Philips Anesthesia

Sep 17, 2021

Philips at UNGA76 – helping establish the resilient healthcare systems needed in a changing world

Estimated reading time: 5-7 minutes

The 76th session of the UN General Assembly (UNGA 76) opened on Tuesday, 14 September 2021, in New York City (US) with the session’s high-level General Debate starting on September 20 based on the theme of ‘Building resilience through hope to recover from COVID-19, rebuild sustainably, respond to the needs of the planet, respect the rights of people, and revitalize the United Nations’.
While COVID-19 has impacted many countries’ prosperity in terms of gross domestic product (GDP), the biggest impact on many people’s lives has been on their health. It not only applies to those unfortunate enough to have contracted the disease, but also to those with other conditions such as cancer who have had their diagnosis and treatment delayed or disrupted. While healthcare systems around the world are under immense pressure to deal with successive waves of COVID-19 and catch up on the care backlog, they are also facing a long-term challenge - how to create the resilient healthcare systems that will be needed to cope with future pandemics and climate change.

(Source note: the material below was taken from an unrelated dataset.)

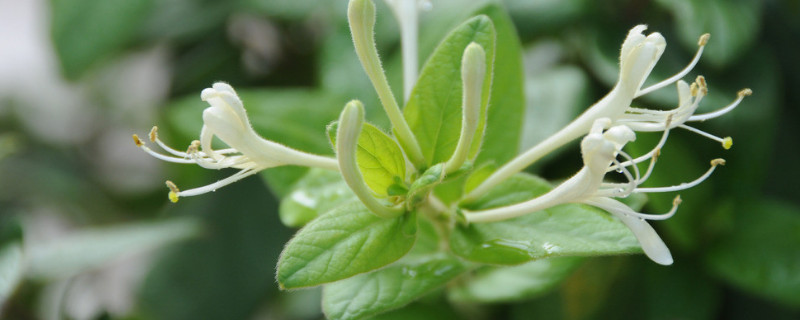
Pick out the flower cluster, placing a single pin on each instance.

That makes sustainability a key issue, because the world’s healthcare systems currently contribute around 4% of global CO2 emissions [1].
As a global leader in health technology committed to the United Nations Sustainable Development Goals (SDGs), Philips believes that the twin challenges of improving people’s lives and mitigating climate change are inseparable.
Expanding access to care, for example, will be much easier and more sustainable if the number of people requiring care is kept to a minimum. Prevention is better than cure, and applies as much to the health of the planet as it does to the health of the people who live on it. As an industry we therefore have a responsibility to act.
Philips’ purpose is to improve people’s health and well-being through meaningful innovation, improving 2.5 billion lives per year by 2030, including 400 million in underserved communities. We are equally committed to doing business responsibly and sustainably, respecting the needs of the planet as well as those of society in partnership with our stakeholders.

building clinical evidence in kilifi county

With UNGA 76 getting underway this week, we asked Jan-Willem Scheijgrond, Global Head, Government and Public Affairs at Royal Philips, how Philips plans to revitalize healthcare in a post-pandemic, climate challenged world.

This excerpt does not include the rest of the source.